On se surprend à sourire quand dans le catalogue on entend que dorénavant il n’y aura plus de sans dents, il n’y aura plus de » reste à payer » pour bien mordre, bien voir et bien entendre. Le coup du paquet de cigarettes à 10 euros est minable, bien dans la ligne Rocardienne.
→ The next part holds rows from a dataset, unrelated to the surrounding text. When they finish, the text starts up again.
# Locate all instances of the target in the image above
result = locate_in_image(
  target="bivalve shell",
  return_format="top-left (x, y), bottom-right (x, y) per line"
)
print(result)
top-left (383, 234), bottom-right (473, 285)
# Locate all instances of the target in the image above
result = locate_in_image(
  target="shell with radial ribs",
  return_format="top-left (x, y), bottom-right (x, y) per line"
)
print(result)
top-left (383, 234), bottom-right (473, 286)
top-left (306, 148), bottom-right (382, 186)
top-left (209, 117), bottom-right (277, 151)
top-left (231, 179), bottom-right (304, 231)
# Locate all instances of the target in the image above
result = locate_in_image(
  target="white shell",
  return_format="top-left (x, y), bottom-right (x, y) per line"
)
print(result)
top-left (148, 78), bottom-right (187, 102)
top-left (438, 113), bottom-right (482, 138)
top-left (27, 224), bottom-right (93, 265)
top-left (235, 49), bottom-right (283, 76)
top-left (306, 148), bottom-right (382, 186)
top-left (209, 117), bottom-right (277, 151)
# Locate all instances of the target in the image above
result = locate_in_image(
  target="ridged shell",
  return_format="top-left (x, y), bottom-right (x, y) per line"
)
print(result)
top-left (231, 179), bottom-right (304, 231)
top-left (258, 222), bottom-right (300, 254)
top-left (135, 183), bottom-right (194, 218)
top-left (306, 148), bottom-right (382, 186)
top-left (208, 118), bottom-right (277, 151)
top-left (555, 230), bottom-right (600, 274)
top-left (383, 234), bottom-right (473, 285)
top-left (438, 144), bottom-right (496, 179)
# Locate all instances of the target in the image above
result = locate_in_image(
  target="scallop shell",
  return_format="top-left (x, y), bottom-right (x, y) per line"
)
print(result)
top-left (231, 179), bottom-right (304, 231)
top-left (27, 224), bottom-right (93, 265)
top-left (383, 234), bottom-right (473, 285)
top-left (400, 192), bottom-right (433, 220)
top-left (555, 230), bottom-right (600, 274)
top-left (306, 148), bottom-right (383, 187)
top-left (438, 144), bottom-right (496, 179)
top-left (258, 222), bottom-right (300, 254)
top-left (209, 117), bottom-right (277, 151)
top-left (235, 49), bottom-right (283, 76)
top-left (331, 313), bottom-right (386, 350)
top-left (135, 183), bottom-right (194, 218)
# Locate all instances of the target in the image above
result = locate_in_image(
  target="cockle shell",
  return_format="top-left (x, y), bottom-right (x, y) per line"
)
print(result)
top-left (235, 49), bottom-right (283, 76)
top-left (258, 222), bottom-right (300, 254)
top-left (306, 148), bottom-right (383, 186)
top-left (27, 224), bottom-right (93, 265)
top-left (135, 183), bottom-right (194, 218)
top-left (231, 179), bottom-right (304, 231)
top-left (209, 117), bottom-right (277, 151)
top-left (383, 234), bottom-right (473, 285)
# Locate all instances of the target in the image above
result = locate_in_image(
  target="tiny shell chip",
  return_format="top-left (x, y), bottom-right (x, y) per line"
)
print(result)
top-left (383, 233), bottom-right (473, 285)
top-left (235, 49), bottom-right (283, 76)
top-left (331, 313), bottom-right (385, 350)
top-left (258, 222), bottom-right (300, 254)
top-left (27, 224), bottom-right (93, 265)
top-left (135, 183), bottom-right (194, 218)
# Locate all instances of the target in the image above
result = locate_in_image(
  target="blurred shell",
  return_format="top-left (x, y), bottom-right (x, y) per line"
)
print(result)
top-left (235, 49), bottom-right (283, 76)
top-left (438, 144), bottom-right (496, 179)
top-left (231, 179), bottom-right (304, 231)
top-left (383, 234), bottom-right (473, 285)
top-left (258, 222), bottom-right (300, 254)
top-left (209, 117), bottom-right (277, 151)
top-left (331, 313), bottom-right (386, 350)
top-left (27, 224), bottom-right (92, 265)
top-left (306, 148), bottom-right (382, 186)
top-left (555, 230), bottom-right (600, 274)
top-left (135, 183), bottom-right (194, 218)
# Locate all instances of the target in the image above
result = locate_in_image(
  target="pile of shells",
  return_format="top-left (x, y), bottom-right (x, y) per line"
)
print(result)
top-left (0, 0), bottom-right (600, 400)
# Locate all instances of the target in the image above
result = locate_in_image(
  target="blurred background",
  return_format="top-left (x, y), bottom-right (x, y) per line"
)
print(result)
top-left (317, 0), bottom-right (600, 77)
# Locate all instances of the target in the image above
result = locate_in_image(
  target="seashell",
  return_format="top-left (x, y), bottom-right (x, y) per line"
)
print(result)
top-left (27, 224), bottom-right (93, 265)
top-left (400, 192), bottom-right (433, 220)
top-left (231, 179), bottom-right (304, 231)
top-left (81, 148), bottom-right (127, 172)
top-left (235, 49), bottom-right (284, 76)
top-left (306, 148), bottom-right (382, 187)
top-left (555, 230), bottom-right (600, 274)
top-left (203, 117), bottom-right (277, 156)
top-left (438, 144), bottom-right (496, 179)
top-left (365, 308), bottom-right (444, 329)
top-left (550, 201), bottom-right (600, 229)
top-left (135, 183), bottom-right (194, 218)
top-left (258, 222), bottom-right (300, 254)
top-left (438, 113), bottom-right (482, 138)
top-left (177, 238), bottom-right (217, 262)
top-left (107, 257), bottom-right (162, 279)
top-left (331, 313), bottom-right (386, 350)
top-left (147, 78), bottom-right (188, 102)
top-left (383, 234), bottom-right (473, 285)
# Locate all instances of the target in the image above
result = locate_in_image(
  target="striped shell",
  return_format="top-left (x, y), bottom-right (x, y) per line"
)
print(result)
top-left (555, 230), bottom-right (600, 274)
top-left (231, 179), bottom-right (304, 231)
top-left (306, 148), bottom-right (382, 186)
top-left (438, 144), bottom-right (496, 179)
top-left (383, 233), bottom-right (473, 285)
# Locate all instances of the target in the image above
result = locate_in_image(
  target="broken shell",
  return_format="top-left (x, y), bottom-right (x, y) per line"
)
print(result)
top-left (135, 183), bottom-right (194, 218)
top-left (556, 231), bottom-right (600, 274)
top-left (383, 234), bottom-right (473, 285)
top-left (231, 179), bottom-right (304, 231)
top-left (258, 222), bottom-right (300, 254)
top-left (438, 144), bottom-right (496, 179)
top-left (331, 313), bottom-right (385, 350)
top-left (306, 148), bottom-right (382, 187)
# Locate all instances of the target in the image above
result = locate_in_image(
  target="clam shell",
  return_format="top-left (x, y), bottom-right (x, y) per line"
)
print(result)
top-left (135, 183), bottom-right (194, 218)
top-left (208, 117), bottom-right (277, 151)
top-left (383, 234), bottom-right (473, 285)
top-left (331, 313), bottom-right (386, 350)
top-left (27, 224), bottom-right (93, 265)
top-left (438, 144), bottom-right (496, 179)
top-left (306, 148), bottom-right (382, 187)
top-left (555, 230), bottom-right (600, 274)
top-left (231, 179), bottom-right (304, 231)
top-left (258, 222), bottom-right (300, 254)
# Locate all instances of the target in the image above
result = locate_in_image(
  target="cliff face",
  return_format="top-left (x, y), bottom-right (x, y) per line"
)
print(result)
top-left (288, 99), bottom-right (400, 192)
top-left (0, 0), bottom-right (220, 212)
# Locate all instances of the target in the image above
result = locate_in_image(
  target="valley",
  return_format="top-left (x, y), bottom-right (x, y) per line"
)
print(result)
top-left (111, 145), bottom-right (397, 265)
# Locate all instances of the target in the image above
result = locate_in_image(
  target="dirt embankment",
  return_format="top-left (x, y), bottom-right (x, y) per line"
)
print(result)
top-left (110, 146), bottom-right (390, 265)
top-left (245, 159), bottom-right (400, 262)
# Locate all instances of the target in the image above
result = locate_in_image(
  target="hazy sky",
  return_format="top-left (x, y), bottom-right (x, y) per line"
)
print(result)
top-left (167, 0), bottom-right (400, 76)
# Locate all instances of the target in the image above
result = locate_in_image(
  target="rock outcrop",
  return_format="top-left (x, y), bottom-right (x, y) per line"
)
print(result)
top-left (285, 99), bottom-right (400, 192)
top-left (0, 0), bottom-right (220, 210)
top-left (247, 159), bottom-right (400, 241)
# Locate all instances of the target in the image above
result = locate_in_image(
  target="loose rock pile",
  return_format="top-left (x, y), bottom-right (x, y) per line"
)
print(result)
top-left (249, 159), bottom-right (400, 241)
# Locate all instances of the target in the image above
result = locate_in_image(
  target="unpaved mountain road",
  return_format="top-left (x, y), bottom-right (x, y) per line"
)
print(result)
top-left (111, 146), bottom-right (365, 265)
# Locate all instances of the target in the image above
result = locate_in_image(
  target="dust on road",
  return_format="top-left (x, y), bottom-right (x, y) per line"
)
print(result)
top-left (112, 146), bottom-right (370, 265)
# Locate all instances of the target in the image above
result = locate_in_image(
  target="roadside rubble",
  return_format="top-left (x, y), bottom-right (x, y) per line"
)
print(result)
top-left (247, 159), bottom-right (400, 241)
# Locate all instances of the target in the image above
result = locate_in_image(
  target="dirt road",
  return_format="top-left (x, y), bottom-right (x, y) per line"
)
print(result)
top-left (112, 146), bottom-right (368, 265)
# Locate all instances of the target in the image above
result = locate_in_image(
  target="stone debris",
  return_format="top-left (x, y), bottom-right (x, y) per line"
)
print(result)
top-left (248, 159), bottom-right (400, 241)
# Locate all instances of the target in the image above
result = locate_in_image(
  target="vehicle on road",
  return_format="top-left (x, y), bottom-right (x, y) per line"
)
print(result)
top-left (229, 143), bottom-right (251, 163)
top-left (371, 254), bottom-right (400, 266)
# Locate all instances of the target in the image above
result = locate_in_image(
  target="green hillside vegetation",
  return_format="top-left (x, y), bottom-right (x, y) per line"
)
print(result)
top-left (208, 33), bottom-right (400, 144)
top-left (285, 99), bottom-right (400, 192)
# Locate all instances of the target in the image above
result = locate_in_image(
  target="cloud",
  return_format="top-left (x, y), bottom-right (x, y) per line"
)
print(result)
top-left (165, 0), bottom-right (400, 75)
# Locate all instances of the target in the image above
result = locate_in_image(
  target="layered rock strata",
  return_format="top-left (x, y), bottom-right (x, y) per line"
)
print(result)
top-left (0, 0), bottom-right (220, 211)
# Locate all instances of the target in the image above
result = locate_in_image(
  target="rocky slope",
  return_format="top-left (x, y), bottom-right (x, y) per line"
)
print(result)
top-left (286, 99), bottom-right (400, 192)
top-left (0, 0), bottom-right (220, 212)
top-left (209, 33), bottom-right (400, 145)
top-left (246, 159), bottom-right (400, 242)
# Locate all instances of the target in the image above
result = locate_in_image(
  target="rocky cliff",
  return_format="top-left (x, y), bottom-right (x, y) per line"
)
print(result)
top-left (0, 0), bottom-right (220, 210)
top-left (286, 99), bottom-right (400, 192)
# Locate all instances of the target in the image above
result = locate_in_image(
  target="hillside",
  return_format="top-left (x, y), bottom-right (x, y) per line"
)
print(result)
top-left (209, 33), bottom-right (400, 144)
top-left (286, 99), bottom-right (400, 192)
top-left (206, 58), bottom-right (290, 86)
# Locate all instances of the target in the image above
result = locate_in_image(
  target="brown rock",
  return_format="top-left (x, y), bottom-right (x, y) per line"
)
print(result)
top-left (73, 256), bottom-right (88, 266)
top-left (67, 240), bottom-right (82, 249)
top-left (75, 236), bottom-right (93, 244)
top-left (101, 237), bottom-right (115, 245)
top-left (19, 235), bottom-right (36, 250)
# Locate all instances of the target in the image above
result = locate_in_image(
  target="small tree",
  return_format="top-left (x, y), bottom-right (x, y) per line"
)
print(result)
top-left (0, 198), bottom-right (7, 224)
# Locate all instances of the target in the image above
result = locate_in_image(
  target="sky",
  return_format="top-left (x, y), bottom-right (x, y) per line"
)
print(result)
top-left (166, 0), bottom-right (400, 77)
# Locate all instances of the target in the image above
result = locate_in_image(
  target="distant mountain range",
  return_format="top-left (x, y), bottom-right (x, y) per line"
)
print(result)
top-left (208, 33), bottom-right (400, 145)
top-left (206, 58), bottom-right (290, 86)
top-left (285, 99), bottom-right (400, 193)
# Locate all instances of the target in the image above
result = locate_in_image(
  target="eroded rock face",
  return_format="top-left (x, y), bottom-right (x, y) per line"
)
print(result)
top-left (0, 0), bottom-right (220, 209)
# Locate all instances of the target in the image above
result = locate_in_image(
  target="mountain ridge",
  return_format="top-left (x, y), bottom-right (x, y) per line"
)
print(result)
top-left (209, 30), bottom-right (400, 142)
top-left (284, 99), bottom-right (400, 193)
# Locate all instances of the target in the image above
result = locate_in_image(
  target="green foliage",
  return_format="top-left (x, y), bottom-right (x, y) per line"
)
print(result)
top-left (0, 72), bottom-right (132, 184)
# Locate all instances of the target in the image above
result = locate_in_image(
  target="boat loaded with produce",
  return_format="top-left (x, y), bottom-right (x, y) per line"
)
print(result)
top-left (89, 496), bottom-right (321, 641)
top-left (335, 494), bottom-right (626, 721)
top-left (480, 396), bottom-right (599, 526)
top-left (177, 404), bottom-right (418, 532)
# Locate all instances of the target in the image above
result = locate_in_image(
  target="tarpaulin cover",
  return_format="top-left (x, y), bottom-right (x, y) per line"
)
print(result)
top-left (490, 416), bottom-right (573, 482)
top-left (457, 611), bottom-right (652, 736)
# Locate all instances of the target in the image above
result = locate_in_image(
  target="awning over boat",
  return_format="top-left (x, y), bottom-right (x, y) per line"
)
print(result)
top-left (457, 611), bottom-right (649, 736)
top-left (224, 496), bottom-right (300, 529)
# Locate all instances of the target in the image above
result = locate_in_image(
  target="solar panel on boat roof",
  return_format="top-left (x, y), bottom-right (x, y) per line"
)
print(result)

Les vaccins sont un beau cadeau aux amis pharmaciens, encore de beaux pots de vin et honoraires en vue pour ceux qui les conseilleront n’est ce pas … suivez mon regard.
C’est à un véritable catalogue que nous avons eu droit, catalogue de mesurettes , de micro mesures dont la finalité bien sur était de noyer le pois(s)on, de construire un écran de fumée sur les questions essentielles/conflictuelles reportées à plus tard. Comme le dit le LR de service, il faudra voir; eh oui bien sur, c’était conçu ainsi! Pour que l’on soit obligé d’attendre.
Le premier ministre nous a fait penser à Rocard, grand spécialiste de la couleur des cages d’ascenseur, ce qui lui a valu une forte popularité… tant qu’il n’a pas été confronté à l’épreuve de réalité. Ensuite, on s’en souvient, sa popularité s’est effondrée. Ce que l’on doit admirer, c’est non pas l’exercice politique, médiocre, mais l’exercice d’évitement.
Synthétiquement, le premier ministre nous a offert un exercice composite, un mix de Rocard, Juppé avec une touche de Barnier, mais discrète.
Les références à Simone Veil et à Chaban sont des abus, des détournements qui n’honorent pas celui qui les a commis.